A couple months ago, when I was reading those responses (such as the second answer to the above linked question) about how what makes QFT fundamentally different from QM is the creation and annihilation operators allowing us to switch reference frames (because, since energy and hence mass is relative, that means particle number is also relative), I got the impression that these operators were something specific to QFT that wouldn't work with the Schrödinger equation. However, in my QM course, we just finished the unit on the quantum harmonic oscillator, including using the ladder operators to find a recursive formula for the wavefunction at an arbitrarily high energy level. Griffiths' covers this in detail in chapter 2 of his QM text, and, at that point in the text at least, he's still starting every derivation with some expression he's previously derived from the Schrödinger equation. So clearly the ladder operators work fine with the Schrödinger equation and I thought nothing of it, until I read the Wikipedia article on those operators, which calls them creation and annihilation operators. I asked my QM professor in office hours and he said that, yes, they're the same creation and annihilation operators used in QFT, and then he started talking about how QED in particular is basically built-up from the quantum harmonic oscillator. I then asked a friend who previously did research in QFT if that was true what my professor said about QED being built up from the harmonic oscillator and he said yes, absolutely. So my question then is this: if QED, at least, is built up from the quantum harmonic oscillator, and QFT more generally uses the creation annihilation operators to change reference frames (which, if I understand correctly, is the main thing the Schrödinger formulation of QM lacks), but Griffiths' shows both that we can model the quantum harmonic oscillator using a wavefunction derived from the Schrödinger equation and that this wavefunction works perfectly well with the aforementioned operators, then how can the Schrödinger equation be incompatible with SR?

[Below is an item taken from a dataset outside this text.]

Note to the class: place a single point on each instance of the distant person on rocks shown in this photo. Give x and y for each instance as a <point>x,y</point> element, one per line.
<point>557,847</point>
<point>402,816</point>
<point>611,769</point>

On a side note, I did see 'Why' is the Schrödinger equation non-relativistic?, however, while that sounds like the same question as mine, reading the question details, (and a later comment by the OP) what the OP is actually asking about is why the De Broglie equations apparently are compatible with SR while the SE seems not to be. They also appear to already be familiar with the technical reasons the Schrödinger equation is apparently non-relativistic (I say "apparently" and still have my question worded as "is it" because one of the answers to that question says the SE itself IS compatible with relativity but that the Hamiltonian is the problem, and the OP comments saying they already knew that, which has me even more confused because of their initially saying they knew SE wasn't relativistic), whereas those reasons are what I'd like to know in the first place. Hence, please don't merge these questions together, as they're only superficially similar and definitely not duplicates, for the reasons stated above.
Edit: As explained above, this question is not a duplicate of the linked question and is only superficially similar to it. Please actually read the entire question before voting to close, rather than merely going by the title.